Так что если мы где‑нибудь здесь отыщем эту гадость, нам придется отложить отъезд и заняться немедленным уничтожением талисманов. Поэтому прости, князь, но я и вправду не могу ничего предугадать. Я себя чувствую так, словно мы переходим вброд Оху. В тот самый день, когда она горела.
Неделя промелькнула незаметно. Единственным более или менее значительным событием во время этого семидневного перехода через лес стало столкновение с какими‑то диковинными змеями. Гигантские твари, похожие на отлитые из меди и бронзы длиннющие трубы, угрожающе приподнялись на хвостах при виде всадников, разевая свои пасти. Они не испугались топота копыт, не поспешили скрыться в изумрудной чаще, а собрались атаковать тех, кого посчитали своей законной добычей. И хотя змеи были громадные, но все же их поведения было настолько нелепо, что сангасои ринулись в атаку, смеясь.
Странное это было зрелище – всадники в белых одеждах рубили огромных рептилий, топтали их копытами своих коней, что не мешало им от души веселиться. Закончено все было в считанные минуты, так что Каэтане и Рогмо даже не довелось обнажить клинки.
Они обогнули Хребет Зверя, оставив справа от себя высокие лесистые горы, миновали несколько затерявшихся в глуши деревень, не заезжая в них, и еще через десять дней после столкновения со змеями оказались в самом центре Ронкадора.

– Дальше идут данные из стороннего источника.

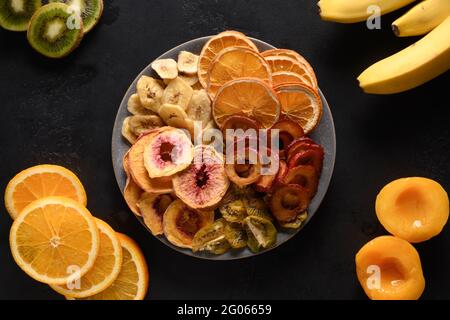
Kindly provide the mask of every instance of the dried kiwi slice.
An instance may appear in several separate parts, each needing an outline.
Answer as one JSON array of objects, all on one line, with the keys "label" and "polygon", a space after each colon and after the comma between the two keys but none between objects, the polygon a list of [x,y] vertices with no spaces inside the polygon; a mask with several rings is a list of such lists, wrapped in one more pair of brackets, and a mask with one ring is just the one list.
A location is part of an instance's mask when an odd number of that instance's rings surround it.
[{"label": "dried kiwi slice", "polygon": [[208,251],[214,254],[224,254],[230,249],[230,244],[224,234],[225,224],[222,219],[200,229],[192,240],[192,251]]},{"label": "dried kiwi slice", "polygon": [[50,0],[49,2],[62,2],[81,15],[83,31],[88,33],[100,20],[103,13],[103,0]]},{"label": "dried kiwi slice", "polygon": [[240,249],[247,246],[247,233],[242,224],[227,222],[224,234],[232,248]]},{"label": "dried kiwi slice", "polygon": [[44,56],[62,58],[80,43],[83,23],[66,4],[50,3],[37,10],[31,18],[27,38],[30,45]]},{"label": "dried kiwi slice", "polygon": [[0,0],[0,26],[10,31],[26,31],[41,0]]},{"label": "dried kiwi slice", "polygon": [[277,240],[277,229],[269,220],[248,216],[244,219],[245,230],[247,231],[247,246],[253,252],[258,252],[261,248],[266,249],[275,244]]}]

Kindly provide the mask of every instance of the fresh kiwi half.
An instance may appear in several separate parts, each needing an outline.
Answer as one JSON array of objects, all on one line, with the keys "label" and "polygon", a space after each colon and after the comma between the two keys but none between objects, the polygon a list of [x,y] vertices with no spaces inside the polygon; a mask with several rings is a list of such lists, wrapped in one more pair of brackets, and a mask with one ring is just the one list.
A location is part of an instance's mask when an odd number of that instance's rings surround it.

Здесь все чаще и чаще стали им попадаться мощеные дороги, прямые, словно полет стрелы; высокие замки, сложенные из серого, мрачного камня, и шумные города.
Ронкадор был своеобразным государством, где жители не расставались с оружием. Воинственный дух всего населения определял и основную идею: воюй, воюй и еще раз воюй. Все остальное может подождать. Тем не менее к соотечественникам ронкадорцы относились с большим доверием; шпионов презирали, но активно не ловили, считая, что самое главное – отвагу и мужество воина – увидеть можно, а выкрасть нельзя. В битвах и сражениях они полагались только на крепость оружия, выносливость солдат и мощь своих замков. А вот военачальниками Ронкадор никогда особенно не славился. Даже в те времена, когда трое правителей делили земли Иманы между своими орденами, Арлон Ассинибойн – хранитель талисмана и первый правитель Ронкадора – был самым неудачливым из соперников.
Только правивший несколько столетий тому назад Эррол Ассинибойн – король Ронкадора, но уже давно не рыцарь храма Нуш‑и‑Джан – сумел достичь определенных успехов в войнах с унгараттами и хассасинами. При нем орден рыцарей‑матариев набрал небывалую силу и могущество, став на время самым влиятельным на Имане. Затем войны шли с переменным успехом, но имя этого короля осталось в веках. Так была названа новая столица Ронкадора, к которой сейчас и приближались наши друзья.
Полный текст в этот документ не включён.